Oldboy (dir. Park Chan-Wook, 2003) — Review
Park Chan-Wook is best known to Western critics as the figure who brought the Korean neo-noir to Western attention, paving the way for Bong Joon-Ho, Squid Game, and the darker side of the hallyu or Korean wave. What explains the camp, lurid, Oedipal overtones of his 2003 feature Oldboy? The ultra-violent flick, beloved of Tarantino and global box offices alike, played a pivotal role in destabilizing the Confucian-esque image of the Asian man which predominated markets until, arguably, the rise of Henry Golding and Simu Liu. Like the best of Western culture, it hinges on one thing and one thing only: Catholicism.

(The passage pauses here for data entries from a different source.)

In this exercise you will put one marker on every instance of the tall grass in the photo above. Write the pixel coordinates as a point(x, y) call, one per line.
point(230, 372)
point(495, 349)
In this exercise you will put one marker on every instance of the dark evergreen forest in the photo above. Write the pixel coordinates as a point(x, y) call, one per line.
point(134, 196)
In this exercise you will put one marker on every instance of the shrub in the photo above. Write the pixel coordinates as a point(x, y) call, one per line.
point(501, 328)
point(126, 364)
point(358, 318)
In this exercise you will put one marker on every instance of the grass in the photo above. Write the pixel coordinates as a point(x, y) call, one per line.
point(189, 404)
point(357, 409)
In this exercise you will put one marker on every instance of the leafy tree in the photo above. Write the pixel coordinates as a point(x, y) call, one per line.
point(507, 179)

Chan-Wook was raised in a strict Catholic family, an outlook which would culminate in his 2009 vampire-priest flick Thirst. But the core themes of his religious upbringing shine through in the vehement rejection of modernity, and embrace of tradition, in Oldboy — itself an adaptation of a Japanese manga.

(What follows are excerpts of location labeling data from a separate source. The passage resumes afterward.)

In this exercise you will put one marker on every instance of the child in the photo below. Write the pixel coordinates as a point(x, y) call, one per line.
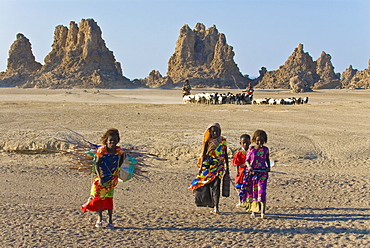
point(109, 159)
point(239, 160)
point(213, 163)
point(253, 190)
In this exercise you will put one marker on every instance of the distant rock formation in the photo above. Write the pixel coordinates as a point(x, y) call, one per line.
point(204, 57)
point(21, 63)
point(79, 58)
point(155, 80)
point(300, 73)
point(354, 79)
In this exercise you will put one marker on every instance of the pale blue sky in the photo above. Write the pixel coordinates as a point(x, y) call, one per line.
point(142, 33)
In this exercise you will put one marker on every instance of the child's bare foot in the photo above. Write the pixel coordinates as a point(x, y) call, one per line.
point(110, 225)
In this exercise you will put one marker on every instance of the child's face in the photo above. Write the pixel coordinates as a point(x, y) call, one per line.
point(112, 141)
point(215, 132)
point(245, 142)
point(260, 141)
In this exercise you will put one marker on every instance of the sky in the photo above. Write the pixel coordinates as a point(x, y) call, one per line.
point(142, 33)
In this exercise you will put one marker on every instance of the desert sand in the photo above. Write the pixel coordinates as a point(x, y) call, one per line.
point(323, 148)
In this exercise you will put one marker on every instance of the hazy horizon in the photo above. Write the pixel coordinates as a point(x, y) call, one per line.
point(142, 34)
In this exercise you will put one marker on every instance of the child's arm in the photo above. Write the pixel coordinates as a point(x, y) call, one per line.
point(97, 168)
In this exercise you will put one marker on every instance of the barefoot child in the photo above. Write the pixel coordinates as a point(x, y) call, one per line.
point(239, 160)
point(213, 163)
point(109, 159)
point(253, 190)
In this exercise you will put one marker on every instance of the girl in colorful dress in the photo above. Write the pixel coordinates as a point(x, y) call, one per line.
point(239, 160)
point(253, 190)
point(212, 164)
point(109, 158)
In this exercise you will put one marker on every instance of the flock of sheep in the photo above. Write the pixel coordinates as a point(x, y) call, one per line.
point(242, 98)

Like many forms of postwar Asian mass media, Oldboy synthesises various images of ugly, debilitating conflict. The film blends neo-noir, Western revenge tragedy, and classical Greek drama to sketch the utterly insane turns of the wheel of fortune — a journey which sees protagonist Oh Dae-Su (Choi Sin-Mik), a drunken and debauched businessman, kidnapped to an underground bunker for fifteen years, emerging to a new world marked by unthinkable excesses of joy and agony. Oh Dae-Su’s path charts eerie parallels with the shift towards authoritarianism in global politics — a poster boy of the ‘left behind’, he watches the death of Princess Diana and the outbreak of the Iraq War on a TV in his bunker, deprived of any other human context.

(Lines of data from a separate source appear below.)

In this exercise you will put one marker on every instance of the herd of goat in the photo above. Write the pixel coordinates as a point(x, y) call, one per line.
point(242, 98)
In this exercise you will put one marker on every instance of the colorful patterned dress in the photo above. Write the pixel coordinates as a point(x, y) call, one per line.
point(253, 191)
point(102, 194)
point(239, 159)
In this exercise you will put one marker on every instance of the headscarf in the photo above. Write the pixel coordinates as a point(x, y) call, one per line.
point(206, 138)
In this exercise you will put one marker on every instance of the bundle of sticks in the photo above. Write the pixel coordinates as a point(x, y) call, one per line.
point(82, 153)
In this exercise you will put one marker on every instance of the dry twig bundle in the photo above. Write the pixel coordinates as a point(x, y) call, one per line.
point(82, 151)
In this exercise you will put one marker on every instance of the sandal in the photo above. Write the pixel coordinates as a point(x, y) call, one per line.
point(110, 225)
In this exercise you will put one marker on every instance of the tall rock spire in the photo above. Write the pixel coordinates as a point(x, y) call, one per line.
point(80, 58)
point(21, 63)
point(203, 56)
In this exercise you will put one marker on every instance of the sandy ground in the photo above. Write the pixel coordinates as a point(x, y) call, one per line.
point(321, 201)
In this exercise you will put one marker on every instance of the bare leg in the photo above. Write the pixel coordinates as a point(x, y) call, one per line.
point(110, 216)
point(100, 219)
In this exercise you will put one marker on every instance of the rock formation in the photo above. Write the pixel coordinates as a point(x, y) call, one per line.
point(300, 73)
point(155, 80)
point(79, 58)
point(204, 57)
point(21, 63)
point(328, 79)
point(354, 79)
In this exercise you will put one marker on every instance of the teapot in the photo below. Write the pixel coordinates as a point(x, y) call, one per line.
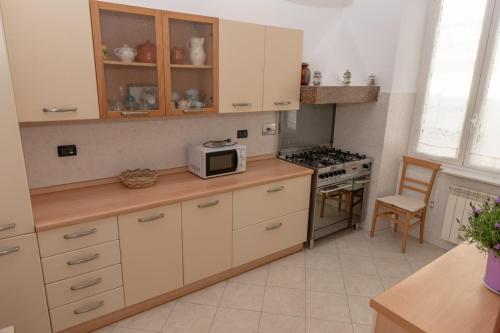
point(197, 54)
point(146, 52)
point(125, 53)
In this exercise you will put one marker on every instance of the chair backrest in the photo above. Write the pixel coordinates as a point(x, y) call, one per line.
point(417, 185)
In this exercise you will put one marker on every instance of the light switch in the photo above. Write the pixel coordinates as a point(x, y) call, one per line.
point(269, 129)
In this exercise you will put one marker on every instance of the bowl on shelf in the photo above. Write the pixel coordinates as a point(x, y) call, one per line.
point(139, 178)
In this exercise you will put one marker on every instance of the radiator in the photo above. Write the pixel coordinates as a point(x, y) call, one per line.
point(458, 210)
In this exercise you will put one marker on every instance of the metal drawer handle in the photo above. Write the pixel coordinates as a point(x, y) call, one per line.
point(9, 251)
point(134, 113)
point(7, 226)
point(209, 204)
point(151, 218)
point(54, 109)
point(89, 307)
point(81, 234)
point(276, 189)
point(83, 260)
point(194, 110)
point(87, 284)
point(274, 226)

Utterly detached from society in this manner, Oh Dae-Su has no recourse but religion.
Deprived of anything but immediate sensory input after his release, Oh Dae-Su resorts to three modes, each honed during his confinement. ‘Can 10 years of imaginary training be put to use?’ he wonders, emerging into a street fight after a decade spent with only Korean public broadcasting for company. ‘Apparently’, he muses, launching into the first of many gloriously grisly melee scenes, ‘it can’.
Yet Oh Dae-Su’s three forms of instinctive human knowledge — violence, sex, and eating or drinking — prove endlessly unreliable. These most fundamental instincts blur swiftly into the realm of animalism, drawing the erstwhile hero of the story into a tangle of conflicting accounts: one where the fundamental impulses of human nature become distorted by overloaded modernity. A montage which flashes up tracking his imprisonment at the start of the film illustrates the perspective of globalization’s discontents — not just in Korea, which happens to offer a particularly vivid and intense illustration of a historical process, but for all those emerging into an unfamiliar world at the turn of the millenium.
Of course, detachment from the social bonds that give life meaning — whether in a pre-modern Confucian society, a postwar Westernized one, or the cursed hinterland in which the characters of Oldboy find themselves adrift — serves to rewrite and destabilize old certainties. The ruthless, systematic destruction with which Oh Dae-Su attempts to give the sorry remains of his life after captivity some new significance leads only to further alienation, as the audience and protagonist alike find themselves battered by conflicting forces of sensory and semiotic input.